The TMP prepared as prepared above has the composition 22.6% by weight of TMP, 1.93% by weight of dimethylolbutanal, 1.4% by weight of methanol, 1.1% by weight of methyl butanol, 0.7% by weight of ethyl propane diol, 1.2% by weight Adducts of TMP with formaldehyde and methanol, <0.1% by weight TMP formate, 1.2% by weight TMP dimethylbutanal-acetals 2.9 wt .-% high boilers, 0.57 wt .-% trimethylammonium and 66.2% by weight of water. From this crude solution was added 180 ml in the presence one at 180 ° C and 25 bar prereduced catalyst according to Table 1 with hydrogen at 180 ° C and treated 90 bar. After one hour, the dimethylol butanal content was gas chromatographed determined. The formate concentration was determined using ion chromatography determined. The results obtained are summarized in Table 1.

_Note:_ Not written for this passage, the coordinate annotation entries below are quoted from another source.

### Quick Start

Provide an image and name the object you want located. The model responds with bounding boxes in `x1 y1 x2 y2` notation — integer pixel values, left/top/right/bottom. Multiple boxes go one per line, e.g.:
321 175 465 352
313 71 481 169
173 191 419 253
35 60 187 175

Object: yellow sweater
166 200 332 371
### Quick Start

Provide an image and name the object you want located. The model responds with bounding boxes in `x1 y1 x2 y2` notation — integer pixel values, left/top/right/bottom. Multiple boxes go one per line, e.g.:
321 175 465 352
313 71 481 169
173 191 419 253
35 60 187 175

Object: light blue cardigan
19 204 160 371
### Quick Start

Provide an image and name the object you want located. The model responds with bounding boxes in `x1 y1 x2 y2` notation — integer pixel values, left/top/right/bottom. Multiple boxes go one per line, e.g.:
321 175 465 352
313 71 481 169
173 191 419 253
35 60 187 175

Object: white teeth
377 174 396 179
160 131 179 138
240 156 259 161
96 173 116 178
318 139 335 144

Out The table shows that the catalytic decomposition of Ammonium formate at 150 ° C to the invention used Ruthenium catalysts with high conversions is possible and significantly more effective is as on copper, nickel and cobalt catalysts. From exhaust gas analyzes goes that methane is the major product of the decomposition of form.

Claims (7)

A process for removing trialkylammonium formate from methylolalkanes obtained by condensation of formaldehyde with a higher aldehyde, characterized in that trialkylammonium formate is decomposed at elevated temperature on a titania-supported ruthenium-containing catalyst in the presence of hydrogen-containing gas. Method according to claim 1, characterized in that the catalyst has a ruthenium content of 0.1 to 10% by weight having. Method according to one of claims 1 or 2, characterized that uses titanium dioxide molded body before, by treating commercially available titanium dioxide after molding with 0.1 to 30 wt .-% of an acid in the titanium dioxide heavy soluble is, is received. Method according to one of claims 1 to 3, characterized that the process is carried out at 100 to 250 ° C. Method according to one of claims 1 to 4, characterized in that it is carried out at a pressure of 1 · 10 ⁶ to 15 · 10 ⁶ Pa. Method according to one of claims 1 to 5, characterized that it is carried out in the hydrogenation reactor of the hydrogenation process. Catalyst containing ruthenium supported on titania moldings, the titania moldings by treating commercially available Titanium dioxide before or after molding with 0.1 to 30 wt .-% of a Acid, sparingly soluble in titanium dioxide is, is received.